En se référant à un arrêt ancien datant de 1996 (’ATF 123 III 101), notre Haute Cour rappela qu’il existe une situation de contrainte lorsqu’une personne se trouve en situation de gêne (art. 21 CO) ou sous l’empire d’une crainte fondée (art. 29 s. CO). Partant, le paiement effectué dans ce genre de situations est involontaire. Hormis ces cas, une situation de contrainte peut également être donnée lorsque l’auteur du paiement aurait dû encourir des inconvénients insupportables qu’il ne pouvait écarter autrement que par le versement exigé. Le paiement doit ainsi apparaître comme la seule issue possible et raisonnable. En précisant que les exigences relatives à la preuve du caractère involontaire du paiement ne doivent pas être trop élevées, cet arrêt apporte une clarification attendue par la doctrine et donc bienvenue.
Dans le cas d’espèce, les juges ont toutefois considéré que le constructeur n’était pas parvenu à démontrer que, dans l’hypothèse où les travaux se seraient achevés après le 1er mars 2017, l’acquéreur se serait effectivement retiré du contrat ou que les délais initialement prévus n’auraient pas été négociables, ce qui aurait engendré des frais importants. Dans ces conditions, ils ont retenu que le constructeur ne pouvait répéter ce qu’il avait payé conformément à la convention de retrait d’opposition.
Cette décision appelle au surplus les commentaires suivants :
- Elle confirme qu’un contrat portant sur la rémunération d’un retrait d’opposition n’est pas en soi contraire aux mœurs. En revanche, lorsque le projet de construction est manifestement conforme aux normes en vigueur et que, partant, l’opposition s’avère infondée, il y a une “commercialisation” inadmissible de la position juridique de l’opposant.
- Elle rappelle que l’application de l’art. 63 CO en cas de contrainte ne se justifie que lorsque la rémunération du retrait apparaît comme la seule solution envisageable afin d’éviter des inconvénients insupportables.

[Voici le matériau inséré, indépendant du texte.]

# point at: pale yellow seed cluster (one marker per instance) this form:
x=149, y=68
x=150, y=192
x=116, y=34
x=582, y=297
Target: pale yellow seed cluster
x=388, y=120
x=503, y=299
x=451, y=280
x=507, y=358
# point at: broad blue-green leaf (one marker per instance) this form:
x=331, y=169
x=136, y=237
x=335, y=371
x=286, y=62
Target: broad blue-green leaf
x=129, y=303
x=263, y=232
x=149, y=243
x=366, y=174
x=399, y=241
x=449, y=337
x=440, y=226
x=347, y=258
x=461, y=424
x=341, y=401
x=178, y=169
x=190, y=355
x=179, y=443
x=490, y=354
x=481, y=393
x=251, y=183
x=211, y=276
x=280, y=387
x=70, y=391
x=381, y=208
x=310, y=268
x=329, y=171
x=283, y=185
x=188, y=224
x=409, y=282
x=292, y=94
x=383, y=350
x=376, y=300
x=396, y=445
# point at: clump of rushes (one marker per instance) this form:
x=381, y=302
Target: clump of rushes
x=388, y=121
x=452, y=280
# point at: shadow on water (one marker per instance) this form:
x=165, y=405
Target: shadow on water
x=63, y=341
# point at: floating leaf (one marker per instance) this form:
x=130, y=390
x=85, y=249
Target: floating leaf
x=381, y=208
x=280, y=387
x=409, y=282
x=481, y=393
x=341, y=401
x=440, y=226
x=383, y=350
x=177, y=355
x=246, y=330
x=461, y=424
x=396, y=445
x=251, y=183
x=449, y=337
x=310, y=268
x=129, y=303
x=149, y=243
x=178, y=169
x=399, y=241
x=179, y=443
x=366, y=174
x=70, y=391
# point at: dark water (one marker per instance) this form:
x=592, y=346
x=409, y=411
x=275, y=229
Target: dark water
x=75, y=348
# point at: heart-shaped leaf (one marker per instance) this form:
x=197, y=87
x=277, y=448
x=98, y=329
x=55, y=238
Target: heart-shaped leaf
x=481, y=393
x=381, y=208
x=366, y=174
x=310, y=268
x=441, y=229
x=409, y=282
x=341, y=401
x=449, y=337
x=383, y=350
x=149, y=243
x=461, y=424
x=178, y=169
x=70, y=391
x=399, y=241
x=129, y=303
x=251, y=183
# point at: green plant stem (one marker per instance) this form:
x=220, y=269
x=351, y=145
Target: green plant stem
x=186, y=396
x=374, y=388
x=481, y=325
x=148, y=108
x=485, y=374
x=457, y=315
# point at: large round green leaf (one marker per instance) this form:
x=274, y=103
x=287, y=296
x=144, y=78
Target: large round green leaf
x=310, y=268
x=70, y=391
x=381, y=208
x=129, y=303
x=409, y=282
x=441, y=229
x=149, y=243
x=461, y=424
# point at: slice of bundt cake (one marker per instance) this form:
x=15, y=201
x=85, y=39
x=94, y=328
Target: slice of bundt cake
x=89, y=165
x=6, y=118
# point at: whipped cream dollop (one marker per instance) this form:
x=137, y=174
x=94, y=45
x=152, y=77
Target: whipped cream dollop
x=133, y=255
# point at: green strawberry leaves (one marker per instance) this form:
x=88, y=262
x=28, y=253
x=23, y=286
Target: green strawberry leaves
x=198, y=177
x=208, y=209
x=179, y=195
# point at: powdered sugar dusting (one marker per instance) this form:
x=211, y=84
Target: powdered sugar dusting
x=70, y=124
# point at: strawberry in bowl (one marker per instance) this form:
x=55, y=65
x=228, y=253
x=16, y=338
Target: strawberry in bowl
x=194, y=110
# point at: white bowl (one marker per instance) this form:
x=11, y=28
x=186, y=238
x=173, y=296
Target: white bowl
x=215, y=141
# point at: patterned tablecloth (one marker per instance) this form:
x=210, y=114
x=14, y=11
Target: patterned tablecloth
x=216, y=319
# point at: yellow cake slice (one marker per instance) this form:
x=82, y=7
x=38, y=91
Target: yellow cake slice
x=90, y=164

- Bien qu’en l’espèce, le constructeur n’a pas été autorisé à réclamer le remboursement du montant versé en contrepartie du retrait de l’opposition, le Tribunal fédéral a néanmoins allégé le fardeau de la preuve à apporter pour démontrer que le paiement n’a pas été fait volontairement. Ainsi, tout voisin qui souhaiterait tirer profit de sa position juridiquement protégée se gardera bien de réclamer une compensation qui ne reposerait sur aucun intérêt digne de protection et qui ne se trouverait pas dans un rapport raisonnable avec les inconvénients occasionnés.